Like the rest of the world, the Covid-19 pandemic is slowly unfolding in Pakistan. If we go by the available data, the Covid curve is headed relentlessly upwards. This means two things: new cases seem in the offing over a protracted period.
Since the crisis is assuming a protracted character, the response has to be more fine-grained in the coming days and weeks than it has been so far particularly when we have some sense now of the trajectory of the virus. However, there are growing worries about the pace and direction of the response. First, the overall response seems to be oriented more towards mitigating its worst economic impacts rather than tackling it head-on as a public health emergency of a scale not seen before in our recent history. Second, the response also tends to be viewed largely from the disaster management angle rather than from the perspective of a primarily public health emergency.

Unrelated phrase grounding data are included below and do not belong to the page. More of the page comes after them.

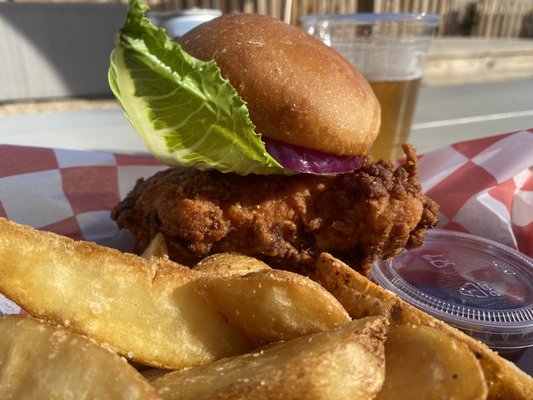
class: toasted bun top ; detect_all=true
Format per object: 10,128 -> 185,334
180,14 -> 380,156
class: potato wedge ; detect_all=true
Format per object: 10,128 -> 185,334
0,315 -> 162,400
196,268 -> 351,345
376,324 -> 487,400
150,317 -> 388,400
141,233 -> 169,259
0,218 -> 252,369
192,252 -> 271,276
314,252 -> 533,400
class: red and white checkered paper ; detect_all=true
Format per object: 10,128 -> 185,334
1,129 -> 532,314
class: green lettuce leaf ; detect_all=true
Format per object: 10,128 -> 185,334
109,0 -> 288,175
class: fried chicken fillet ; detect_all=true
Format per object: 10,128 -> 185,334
112,145 -> 438,275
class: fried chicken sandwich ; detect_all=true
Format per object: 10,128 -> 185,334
109,1 -> 438,275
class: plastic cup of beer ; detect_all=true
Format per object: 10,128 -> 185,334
300,13 -> 440,160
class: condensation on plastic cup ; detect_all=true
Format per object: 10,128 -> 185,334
370,229 -> 533,360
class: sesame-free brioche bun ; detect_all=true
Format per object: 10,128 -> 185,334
179,13 -> 381,157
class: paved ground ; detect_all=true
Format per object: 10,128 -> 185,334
0,98 -> 117,117
1,36 -> 532,116
411,77 -> 533,153
2,78 -> 532,156
1,37 -> 532,158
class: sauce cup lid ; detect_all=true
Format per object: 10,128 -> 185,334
371,229 -> 533,350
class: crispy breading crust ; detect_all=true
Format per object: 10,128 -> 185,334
112,145 -> 438,275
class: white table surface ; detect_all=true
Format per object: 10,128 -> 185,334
410,78 -> 533,153
1,78 -> 533,156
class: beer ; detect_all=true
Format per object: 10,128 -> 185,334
369,78 -> 422,161
300,13 -> 439,161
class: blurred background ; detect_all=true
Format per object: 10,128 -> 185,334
1,0 -> 533,154
1,0 -> 532,105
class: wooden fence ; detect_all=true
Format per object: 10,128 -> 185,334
135,0 -> 533,38
1,0 -> 532,101
1,0 -> 532,37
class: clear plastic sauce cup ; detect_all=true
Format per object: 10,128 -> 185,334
371,229 -> 533,371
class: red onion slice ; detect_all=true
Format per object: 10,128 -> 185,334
264,137 -> 363,175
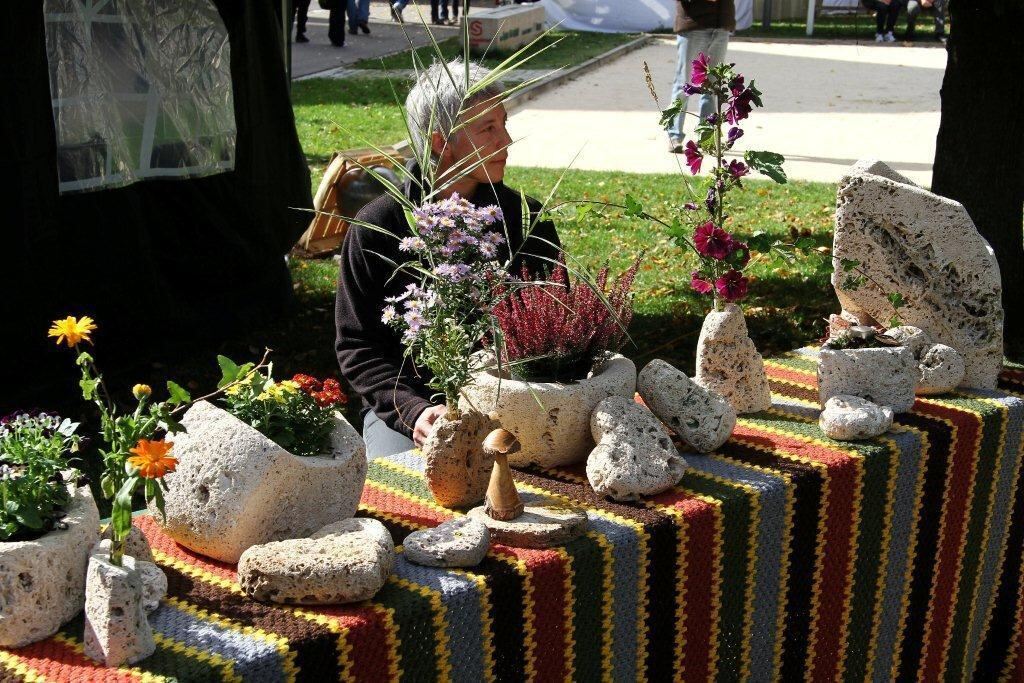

It has to be recognised first and foremost that the pathogen can only be contained, slowed and controlled by good science and public health. All other efforts are subject to this reality which only underscores the need for putting clinical, public health and scientific expertise in research, planning and execution at the front and center of the response. All across the virus-ravaged world, scientific and public health experts are in the vanguard of the response with politicians deferring to their advice and judgment.
Dr Anthony Fauci, the top US public health and infectious disease expert, has become the steady and rational voice of scientific rigor standing beside President Donald Trump at his press briefings where he knocks science into the president’s confabulations.
The UK government too is guided and led by its scientific advisory group in its response to Covid-19. The initial political and ideological strategy of the British focusing on herd immunity was immediately reversed when Imperial College affiliated scientists produced a model which predicted 250,000 deaths if the UK persisted with its herd immunity (or doing nothing/ minimal response) strategy. This scientific input is further bolstered by science-based reporting and scrutiny of government plans by the media, health-focused think tanks, public health researchers and global health experts. The National Health Service is at the forefront of the response and being lauded for its self-less dedication and commitment despite losing scores of its staff in the war against Covid-19.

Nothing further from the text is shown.